Ephemeral wetland vegetation of Western Australia
Pignatti, Erika; Pignatti, Sandro
Vegetation with small short-lived species was first described from the SW corner of Western Australia (WA). This vegetation occurs on inselbergs and temporarily flooded areas in spring, after the rainy season. Several vegetation units have been described and on this basis in 1994 the Centrolepidi-Hydrocotyletea alatae vegetation class was proposed. Botanical investigations in desert areas of WA have been carried out during winter 2001 and 2002 in several localities of the Great Victoria, Gibson, Little and Great Sandy Desert. In all of them the presence of similar ephemeral vegetation in wet habitats has been observed. These communities also consist of short-lived species: germination occurs only after rare events of abundant, mostly erratic, rain and is followed in rapid life-cycles by flowering and dissemination; apparently the development of this vegetation is not concentrated in a particular season, because rainfall is unreliable and mostly linked to unpredictable La Niña events.

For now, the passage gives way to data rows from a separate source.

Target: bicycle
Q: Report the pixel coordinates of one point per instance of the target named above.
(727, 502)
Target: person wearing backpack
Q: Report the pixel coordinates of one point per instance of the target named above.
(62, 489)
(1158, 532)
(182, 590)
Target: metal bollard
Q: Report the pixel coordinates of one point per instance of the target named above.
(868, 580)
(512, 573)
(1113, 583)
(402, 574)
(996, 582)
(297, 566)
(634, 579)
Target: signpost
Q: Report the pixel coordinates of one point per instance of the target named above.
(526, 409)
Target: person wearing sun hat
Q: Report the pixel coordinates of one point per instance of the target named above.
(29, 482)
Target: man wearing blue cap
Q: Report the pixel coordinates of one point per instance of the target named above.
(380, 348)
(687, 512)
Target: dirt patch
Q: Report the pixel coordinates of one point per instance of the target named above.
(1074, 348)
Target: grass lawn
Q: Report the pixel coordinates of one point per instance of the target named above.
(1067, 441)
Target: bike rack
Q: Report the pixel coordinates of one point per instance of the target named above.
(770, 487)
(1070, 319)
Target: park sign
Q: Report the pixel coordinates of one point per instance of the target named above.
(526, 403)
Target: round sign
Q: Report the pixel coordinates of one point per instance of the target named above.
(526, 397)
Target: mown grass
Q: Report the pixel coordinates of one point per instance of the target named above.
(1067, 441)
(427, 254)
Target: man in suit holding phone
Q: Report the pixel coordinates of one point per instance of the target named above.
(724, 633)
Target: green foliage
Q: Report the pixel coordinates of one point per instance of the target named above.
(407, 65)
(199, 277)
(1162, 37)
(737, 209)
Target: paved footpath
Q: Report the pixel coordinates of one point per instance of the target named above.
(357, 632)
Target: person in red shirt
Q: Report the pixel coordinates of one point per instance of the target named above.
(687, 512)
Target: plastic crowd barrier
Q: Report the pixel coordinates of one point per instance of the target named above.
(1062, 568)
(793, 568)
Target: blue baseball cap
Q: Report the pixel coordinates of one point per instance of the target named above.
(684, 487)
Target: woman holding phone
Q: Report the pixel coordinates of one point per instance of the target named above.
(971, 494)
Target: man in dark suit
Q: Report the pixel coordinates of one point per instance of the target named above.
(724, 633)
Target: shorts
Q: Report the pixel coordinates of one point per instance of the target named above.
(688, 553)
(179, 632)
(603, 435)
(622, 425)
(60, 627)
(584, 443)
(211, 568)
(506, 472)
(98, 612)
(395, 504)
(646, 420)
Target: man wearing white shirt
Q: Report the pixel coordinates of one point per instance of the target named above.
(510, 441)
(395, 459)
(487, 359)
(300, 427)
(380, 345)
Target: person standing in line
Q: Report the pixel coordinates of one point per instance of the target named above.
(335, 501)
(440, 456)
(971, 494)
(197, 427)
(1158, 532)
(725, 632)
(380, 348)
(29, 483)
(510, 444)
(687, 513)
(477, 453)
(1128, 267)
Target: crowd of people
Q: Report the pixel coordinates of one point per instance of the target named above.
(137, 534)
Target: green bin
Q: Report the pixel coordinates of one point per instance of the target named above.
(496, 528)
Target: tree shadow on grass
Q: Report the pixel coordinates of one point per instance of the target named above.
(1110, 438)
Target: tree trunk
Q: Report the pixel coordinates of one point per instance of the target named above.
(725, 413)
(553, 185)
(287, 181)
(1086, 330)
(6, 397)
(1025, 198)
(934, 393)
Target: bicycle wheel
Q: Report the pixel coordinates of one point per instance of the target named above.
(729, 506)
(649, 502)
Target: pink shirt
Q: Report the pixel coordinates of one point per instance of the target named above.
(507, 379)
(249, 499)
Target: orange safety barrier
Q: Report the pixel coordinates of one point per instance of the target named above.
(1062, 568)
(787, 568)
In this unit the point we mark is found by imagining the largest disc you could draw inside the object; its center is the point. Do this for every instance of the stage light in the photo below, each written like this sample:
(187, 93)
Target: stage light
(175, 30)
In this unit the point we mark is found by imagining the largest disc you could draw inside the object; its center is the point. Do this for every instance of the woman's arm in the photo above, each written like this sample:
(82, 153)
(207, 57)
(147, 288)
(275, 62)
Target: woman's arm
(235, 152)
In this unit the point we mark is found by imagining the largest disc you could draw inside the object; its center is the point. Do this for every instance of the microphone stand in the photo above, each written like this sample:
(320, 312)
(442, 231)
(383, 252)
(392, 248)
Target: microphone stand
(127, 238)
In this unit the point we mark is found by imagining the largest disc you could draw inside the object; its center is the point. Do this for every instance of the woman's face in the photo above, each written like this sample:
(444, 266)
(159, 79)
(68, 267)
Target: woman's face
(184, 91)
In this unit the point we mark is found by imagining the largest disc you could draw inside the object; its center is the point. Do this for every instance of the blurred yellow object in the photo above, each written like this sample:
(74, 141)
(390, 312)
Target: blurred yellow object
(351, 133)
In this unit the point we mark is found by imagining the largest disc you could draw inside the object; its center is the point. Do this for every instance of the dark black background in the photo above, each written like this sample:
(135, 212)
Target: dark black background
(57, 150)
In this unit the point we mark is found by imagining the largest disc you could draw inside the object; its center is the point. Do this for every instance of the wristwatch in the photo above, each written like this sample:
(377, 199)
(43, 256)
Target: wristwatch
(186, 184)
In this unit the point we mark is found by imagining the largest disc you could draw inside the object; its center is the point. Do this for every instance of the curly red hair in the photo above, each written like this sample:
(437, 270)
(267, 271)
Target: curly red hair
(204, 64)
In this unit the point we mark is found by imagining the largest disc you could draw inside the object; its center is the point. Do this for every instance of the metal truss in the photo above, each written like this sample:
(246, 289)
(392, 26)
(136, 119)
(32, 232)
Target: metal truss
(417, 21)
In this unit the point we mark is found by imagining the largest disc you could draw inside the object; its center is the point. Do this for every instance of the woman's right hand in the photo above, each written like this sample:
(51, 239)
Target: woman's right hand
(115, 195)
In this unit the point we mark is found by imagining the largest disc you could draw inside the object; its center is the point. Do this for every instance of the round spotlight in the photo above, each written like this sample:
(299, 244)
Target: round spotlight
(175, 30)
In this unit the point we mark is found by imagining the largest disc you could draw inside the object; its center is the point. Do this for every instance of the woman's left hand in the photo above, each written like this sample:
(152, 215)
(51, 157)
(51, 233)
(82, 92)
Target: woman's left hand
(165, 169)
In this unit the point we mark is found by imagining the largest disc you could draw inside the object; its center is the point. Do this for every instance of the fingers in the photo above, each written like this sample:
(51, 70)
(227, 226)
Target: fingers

Several communities can be recognized. They are rare and may occur around claypans, ephemeral ponds, natural and artificial pools. All of them are characterized by species of Centrolepidaceae, together with Cyperus, Marsilea, Triglochin, Stylidium, Scrophulariaceae tribus Gratioleae and insectivorous plants. A synoptic table gives the floristic composition of all the communities of the class Centrolepidi-Hydrocotyletea alatae, which is compared with ephemeral wetland associations of Italy as to vegetative adaptations and phytogeographical components. Data of intensity of PAR radiation, air and soil humidity and leaf temperature show that these vegetation types are adapted to very extreme microclimatic conditions, having the roots in the humid and relatively cool substrate, whereas leaves and flowers develop under dry atmospheric conditions, with elevated temperatures (over 30 °C in winter) at noon and frost during nights. Most of the species occurring in these communities are endemic.